人間の意識というのは、なにかに向けつづけると、その対象物に力をあたえ、その成長をうながします。うまくいえませんが、「ヘラクレスとピンクの玉(人によって細部に相違のある故事かもしれませんが)」のようなものです。実生活でも悩みごとを気にし始めると、どんどん大きくなっていきますね。あれと同じです。人間の意識というのは、すごい力を持っています。
ですからむしろ、「素質」とは「一心不乱な意識状態」の別名だと、思います。親が世間に認められた偉大な選手、不世出の大師匠だから、オレもアタシも優れた「素質」をもっているはずと、たとえば本人が思いこむ。リクツ抜きで信じ込む、その心のありよう自体が潜在能力を引きだして優秀な人材に化けるのであって、「素質」という万能薬が原因しているように受けとるのは、人間の錯覚にすぎない。そう考えます。

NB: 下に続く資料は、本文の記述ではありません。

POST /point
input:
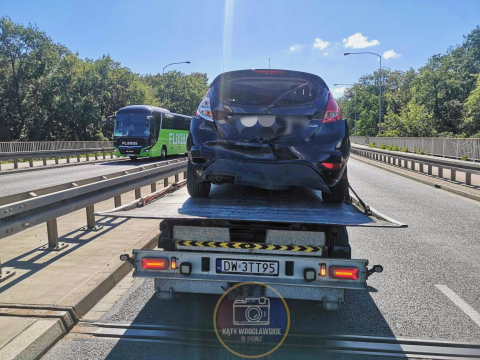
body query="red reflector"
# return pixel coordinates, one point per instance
(345, 273)
(269, 71)
(333, 166)
(154, 264)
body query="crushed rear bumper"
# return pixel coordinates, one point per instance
(272, 176)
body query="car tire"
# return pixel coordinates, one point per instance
(196, 189)
(338, 192)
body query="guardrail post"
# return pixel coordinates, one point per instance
(6, 273)
(91, 220)
(52, 231)
(453, 175)
(118, 200)
(468, 178)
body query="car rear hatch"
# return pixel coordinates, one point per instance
(267, 106)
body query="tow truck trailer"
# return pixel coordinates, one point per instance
(289, 239)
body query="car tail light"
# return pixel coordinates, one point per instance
(270, 71)
(333, 166)
(343, 273)
(204, 109)
(154, 264)
(332, 113)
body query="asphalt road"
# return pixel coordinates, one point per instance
(441, 246)
(28, 181)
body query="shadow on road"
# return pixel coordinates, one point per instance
(33, 264)
(360, 316)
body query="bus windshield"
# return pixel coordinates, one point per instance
(132, 125)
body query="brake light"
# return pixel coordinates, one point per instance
(269, 71)
(332, 113)
(333, 166)
(343, 273)
(154, 263)
(204, 109)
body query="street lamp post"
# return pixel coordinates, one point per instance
(380, 86)
(163, 77)
(355, 117)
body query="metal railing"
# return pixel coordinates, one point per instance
(445, 147)
(46, 205)
(410, 161)
(96, 147)
(29, 146)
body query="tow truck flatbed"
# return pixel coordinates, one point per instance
(242, 203)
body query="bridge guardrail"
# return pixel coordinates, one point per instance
(444, 147)
(23, 214)
(395, 158)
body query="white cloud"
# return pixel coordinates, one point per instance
(390, 54)
(320, 44)
(296, 47)
(358, 41)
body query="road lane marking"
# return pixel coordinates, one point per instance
(457, 300)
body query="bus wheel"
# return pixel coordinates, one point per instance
(196, 189)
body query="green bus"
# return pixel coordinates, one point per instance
(150, 131)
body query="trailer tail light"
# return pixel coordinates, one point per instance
(309, 274)
(323, 270)
(154, 264)
(344, 273)
(185, 268)
(332, 112)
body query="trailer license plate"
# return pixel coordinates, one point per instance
(247, 267)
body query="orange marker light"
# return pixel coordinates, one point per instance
(323, 270)
(154, 264)
(344, 273)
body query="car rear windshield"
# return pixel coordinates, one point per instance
(262, 91)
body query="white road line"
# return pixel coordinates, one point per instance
(457, 300)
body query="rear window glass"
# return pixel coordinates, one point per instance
(258, 91)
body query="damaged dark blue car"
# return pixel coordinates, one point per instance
(271, 129)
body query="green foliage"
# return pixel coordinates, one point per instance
(442, 97)
(50, 93)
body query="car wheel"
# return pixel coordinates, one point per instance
(196, 189)
(338, 192)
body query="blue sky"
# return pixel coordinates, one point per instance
(311, 36)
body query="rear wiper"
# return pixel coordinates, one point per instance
(274, 102)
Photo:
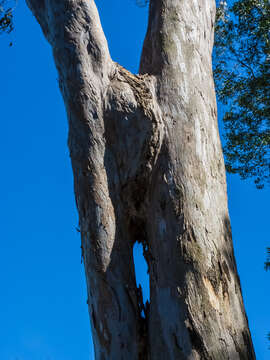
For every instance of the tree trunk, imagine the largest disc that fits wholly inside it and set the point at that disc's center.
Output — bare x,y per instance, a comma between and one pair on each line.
148,167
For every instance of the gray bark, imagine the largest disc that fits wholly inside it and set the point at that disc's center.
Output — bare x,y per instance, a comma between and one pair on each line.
148,167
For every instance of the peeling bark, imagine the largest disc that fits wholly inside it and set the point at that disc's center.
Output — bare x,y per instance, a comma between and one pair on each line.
148,167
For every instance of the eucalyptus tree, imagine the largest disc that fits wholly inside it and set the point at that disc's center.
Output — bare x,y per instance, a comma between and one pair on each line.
148,167
6,17
242,74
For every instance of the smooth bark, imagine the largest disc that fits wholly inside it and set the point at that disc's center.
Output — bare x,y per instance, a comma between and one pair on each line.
148,167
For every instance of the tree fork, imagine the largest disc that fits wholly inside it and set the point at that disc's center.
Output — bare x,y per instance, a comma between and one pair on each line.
148,167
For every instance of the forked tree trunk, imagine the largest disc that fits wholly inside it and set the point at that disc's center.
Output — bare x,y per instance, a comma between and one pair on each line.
148,167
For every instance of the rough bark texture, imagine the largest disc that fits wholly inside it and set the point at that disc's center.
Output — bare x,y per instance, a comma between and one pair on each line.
148,167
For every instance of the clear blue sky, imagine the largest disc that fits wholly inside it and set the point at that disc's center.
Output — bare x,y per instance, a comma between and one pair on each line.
43,311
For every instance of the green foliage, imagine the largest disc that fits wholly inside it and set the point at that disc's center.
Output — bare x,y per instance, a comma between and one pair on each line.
6,17
267,263
242,77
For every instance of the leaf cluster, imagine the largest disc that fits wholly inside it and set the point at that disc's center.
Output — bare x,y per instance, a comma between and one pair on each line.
267,263
6,17
242,77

その世間的な意味での「素質」が全く起因しないわけではないでしょうが、実は効果は比較的小さいと思います。人間のいまいった「意識」の力に比べれば。「素質」というものが本当にあるとしたら、「思いこむ」ということに没頭できる能力でしょう。
これは別項に書いた、プロ野球の野村克也監督(故人)の「ピッチャーのクセがどんどん出てきた」話につうじる話です。人間の意識の力って、計り知れないですね。
というより、宇宙の計り知れない力が、そのミニチュア版である人間の意識の持ちようによって、そこに噴出する、という解釈が自然なのかもしれません。
やはり人間は、150億年かけて創られた「宇宙の自己認識器官」なんですね。
神さま、仏さま、今日の気づきを、ありがとうございます。